また、違う業種の商品や販売手法を自分の仕事にマネできないかを考えるだけでも、大きなヒントに出会うことがある。その時の大切な視点は「顧客価値は何か?」である。業種は違えど、この商品や広告の何に顧客は価値を感じて反応しているのか?を言語化することである。

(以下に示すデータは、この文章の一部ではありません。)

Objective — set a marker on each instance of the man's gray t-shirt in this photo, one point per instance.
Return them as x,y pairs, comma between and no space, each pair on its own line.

もう一つ大切なことは「生情報」「1次情報」に接する、ということ。新聞やテレビ、雑誌で得る情報は「加工情報」であり、行動のきっかけとすれば、大切な情報であるが「おいしい店」は、その店で食べてみなければわからない、ということと同じ。繁盛している店、商品、サービスは自らが体験する、という「ライブ感覚」も創造力トレーニングには効果的である。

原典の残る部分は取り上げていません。